James' Muse May 30, 2009 at 2:36 PM  

As for empathy,

"And that's why I went into that in my opening statement. Because when a case comes before me involving, let's say, someone who is an immigrant -- and we get an awful lot of immigration cases and naturalization cases -- I can't help but think of my own ancestors, because it wasn't that long ago when they were in that position.



And so it's my job to apply the law. It's not my job to change the law or to bend the law to achieve any result.





But when I look at those cases, I have to say to myself, and I do say to myself, "You know, this could be your grandfather, this could be your grandmother. They were not citizens at one time, and they were people who came to this country.






When I have cases involving children, I can't help but think of my own children and think about my children being treated in the way that children may be treated in the case that's before me.

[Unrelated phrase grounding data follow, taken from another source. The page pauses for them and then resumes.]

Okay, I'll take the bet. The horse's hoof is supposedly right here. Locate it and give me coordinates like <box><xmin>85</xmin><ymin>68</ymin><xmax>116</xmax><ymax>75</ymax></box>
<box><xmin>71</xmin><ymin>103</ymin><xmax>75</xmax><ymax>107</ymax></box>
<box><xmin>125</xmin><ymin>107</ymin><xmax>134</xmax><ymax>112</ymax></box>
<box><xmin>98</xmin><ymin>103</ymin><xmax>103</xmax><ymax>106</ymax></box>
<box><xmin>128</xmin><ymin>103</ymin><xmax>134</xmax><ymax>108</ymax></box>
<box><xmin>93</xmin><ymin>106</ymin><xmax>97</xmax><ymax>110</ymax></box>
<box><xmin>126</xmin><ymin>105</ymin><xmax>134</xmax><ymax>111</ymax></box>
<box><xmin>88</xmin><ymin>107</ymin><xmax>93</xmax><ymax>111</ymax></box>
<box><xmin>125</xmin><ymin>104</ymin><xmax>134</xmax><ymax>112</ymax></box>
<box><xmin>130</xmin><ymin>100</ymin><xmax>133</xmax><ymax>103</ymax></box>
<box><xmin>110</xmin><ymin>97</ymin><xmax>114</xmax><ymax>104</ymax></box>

And that goes down the line. When I get a case about discrimination, I have to think about people in my own family who suffered discrimination because of their ethnic background or because of religion or because of gender.




And I do take that into account.




When I have a case involving someone who's been subjected to discrimination because of disability, I have to think of people who I've known and admire very greatly who've had disabilities, and I've watched them struggle to overcome the barriers that society puts up often just because it doesn't think of what it's doing -- the barriers that it puts up to them.



So those are some of the experiences that have shaped me as a person."
--Supreme Court Justice Samuel Alito

James' Muse May 31, 2009 at 11:33 PM  

Why? Because Rush Limbaugh told you so?

Miss T.C. Shore June 1, 2009 at 3:52 PM  

I make my own decisions based on the facts and I don't listen to Rush.

Miss T.C. Shore June 1, 2009 at 3:55 PM  

You've pretty much said as much in your defense of her. Nine white males sitting as justices can't make an impartial decision. They will make decisions based on their bias.

But, apparently a latina woman CAN make an impartial decision because of her "rich experiences."

I thought the decisions were supposed to be based on the constitution, not on the "richness of our experiences."

James' Muse June 2, 2009 at 1:31 PM  

She said they could make impartial decisions if they want to. She is saying that those who refuse to look beyond their own race will make uniformed decisions. If you read the entire thing she is only referring to those that "won't open their eyes." It wasn't until 1979 that an all white male supreme court actually ruled on the side of civil rights. Those were white men that opened their eyes.

She is saying that she would make a better decision than someone who refuses to look beyond their own biases.

The Constitution is quite gray in many areas, so judges draw upon their experience and precedent to make a wise decision. Having a balanced supreme court is a good supreme court.

Also, Sotomayor has made all of her past decisions on precedent alone, many times ruling on the side of conservatism.